Screencast has been abandoned and I really wish we had this functionality without hooking up to pc.

Sent from my Galaxy Nexus running Jelly Belly v2.2!


----------



## dadsterflip (Jul 16, 2011)

Yea. Bought his app when it was on sale and he mentioned it will be updated but that was like a while back lol to a point I forgot I bought it hahaha.

Sent from my Galaxy Nexus using Tapatalk 2


----------



## Smcdo123 (Jun 7, 2011)

If you really want to show a review or what have you and don't want your hand being the way of the screen connect your device to a Bluetooth mouse and put your camera close to the screen. Well that's if you have a camera that is pretty hi res. Just was stating an alternative way but yeah we need a new app. Haha.

Sent from my Galaxy Nexus using RootzWiki


----------



## Briankbl (Jun 24, 2012)

Smcdo123 said:


> If you really want to show a review or what have you and don't want your hand being the way of the screen connect your device to a Bluetooth mouse and put your camera close to the screen. Well that's if you have a camera that is pretty hi res. Just was stating an alternative way but yeah we need a new app. Haha.
> 
> Sent from my Galaxy Nexus using RootzWiki


 Unfortunately, I don't have another camera to record with.

Sent from my Galaxy Nexus running Jelly Belly v2.2!


----------



## Briankbl (Jun 24, 2012)

dadsterflip said:


> Yea. Bought his app when it was on sale and he mentioned it will be updated but that was like a while back lol to a point I forgot I bought it hahaha.
> 
> Sent from my Galaxy Nexus using Tapatalk 2


I bought Screencast just days before upgrading to the GNex. Money not well spent lol.

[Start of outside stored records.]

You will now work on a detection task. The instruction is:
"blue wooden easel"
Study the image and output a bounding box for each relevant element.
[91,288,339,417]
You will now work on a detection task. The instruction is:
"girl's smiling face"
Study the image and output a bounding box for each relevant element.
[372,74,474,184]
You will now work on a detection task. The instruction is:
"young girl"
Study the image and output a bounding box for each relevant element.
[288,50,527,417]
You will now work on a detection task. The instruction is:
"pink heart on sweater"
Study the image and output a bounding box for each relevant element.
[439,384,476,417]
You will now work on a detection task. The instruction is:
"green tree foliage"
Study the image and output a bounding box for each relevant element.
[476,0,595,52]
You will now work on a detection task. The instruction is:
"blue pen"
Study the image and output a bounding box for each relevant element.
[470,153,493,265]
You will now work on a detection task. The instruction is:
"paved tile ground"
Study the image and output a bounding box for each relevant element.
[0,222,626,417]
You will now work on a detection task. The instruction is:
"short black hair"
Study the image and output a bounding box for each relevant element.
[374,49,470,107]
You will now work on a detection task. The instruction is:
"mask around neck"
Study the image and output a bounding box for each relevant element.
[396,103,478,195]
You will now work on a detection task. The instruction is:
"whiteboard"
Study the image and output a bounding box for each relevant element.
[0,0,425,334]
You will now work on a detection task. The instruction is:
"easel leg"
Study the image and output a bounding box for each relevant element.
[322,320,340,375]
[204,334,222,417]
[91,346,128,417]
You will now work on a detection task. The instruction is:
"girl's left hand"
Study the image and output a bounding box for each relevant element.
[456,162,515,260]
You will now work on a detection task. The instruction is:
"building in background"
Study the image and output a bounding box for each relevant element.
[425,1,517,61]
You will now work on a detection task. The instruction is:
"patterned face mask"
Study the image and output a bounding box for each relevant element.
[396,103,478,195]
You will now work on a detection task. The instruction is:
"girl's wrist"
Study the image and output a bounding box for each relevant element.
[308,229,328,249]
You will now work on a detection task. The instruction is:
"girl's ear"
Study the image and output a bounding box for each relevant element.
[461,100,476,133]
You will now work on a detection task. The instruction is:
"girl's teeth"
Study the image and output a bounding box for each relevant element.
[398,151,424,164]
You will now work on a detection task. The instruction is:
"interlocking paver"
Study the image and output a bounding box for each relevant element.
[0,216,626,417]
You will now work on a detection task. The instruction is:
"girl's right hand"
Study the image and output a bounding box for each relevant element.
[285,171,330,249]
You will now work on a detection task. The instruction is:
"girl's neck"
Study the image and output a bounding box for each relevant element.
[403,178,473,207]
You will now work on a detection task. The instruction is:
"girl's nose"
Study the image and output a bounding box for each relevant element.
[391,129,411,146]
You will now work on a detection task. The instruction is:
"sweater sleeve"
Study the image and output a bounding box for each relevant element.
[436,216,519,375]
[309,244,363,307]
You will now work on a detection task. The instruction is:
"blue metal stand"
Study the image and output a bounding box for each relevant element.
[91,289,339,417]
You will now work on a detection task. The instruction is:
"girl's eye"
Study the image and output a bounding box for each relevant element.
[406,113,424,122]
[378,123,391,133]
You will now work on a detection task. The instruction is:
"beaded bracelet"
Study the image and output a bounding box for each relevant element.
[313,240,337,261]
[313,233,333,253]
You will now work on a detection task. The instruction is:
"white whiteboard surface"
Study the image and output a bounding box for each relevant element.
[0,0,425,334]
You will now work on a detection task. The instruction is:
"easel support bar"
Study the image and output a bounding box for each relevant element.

Sent from my Galaxy Nexus running Jelly Belly v2.2!


----------



## jellybellys (Apr 3, 2012)

Smcdo123 said:


> If you really want to show a review or what have you and don't want your hand being the way of the screen connect your device to a Bluetooth mouse and put your camera close to the screen. Well that's if you have a camera that is pretty hi res. Just was stating an alternative way but yeah we need a new app. Haha.
> 
> Sent from my Galaxy Nexus using RootzWiki


...or if your phone has MHL support, like the galaxy nexus, buy an MHL adapter, HDMI cable, and some peice of equipment that records from an HDMI input...


----------



## Briankbl (Jun 24, 2012)

jellybellys said:


> ...or if your phone has MHL support, like the galaxy nexus, buy an MHL adapter, HDMI cable, and some peice of equipment that records from an HDMI input...


 Have any pvr recommendations?

Sent from my Galaxy Nexus running Jelly Belly v3.4!


----------



## jellybellys (Apr 3, 2012)

Briankbl said:


> Have any pvr recommendations?
> 
> Sent from my Galaxy Nexus running Jelly Belly v3.4!


I actually don't have any recommendations myself, as I don't have a PVR, but if you plan on recording from a desktop computer, you could get something like this: http://www.amazon.com/dp/B004OVE2B4


----------



## MissionImprobable (Feb 12, 2012)

Wasn't there some mention of youtube integration for JB that would allow you to record and auto-upload to your account?


----------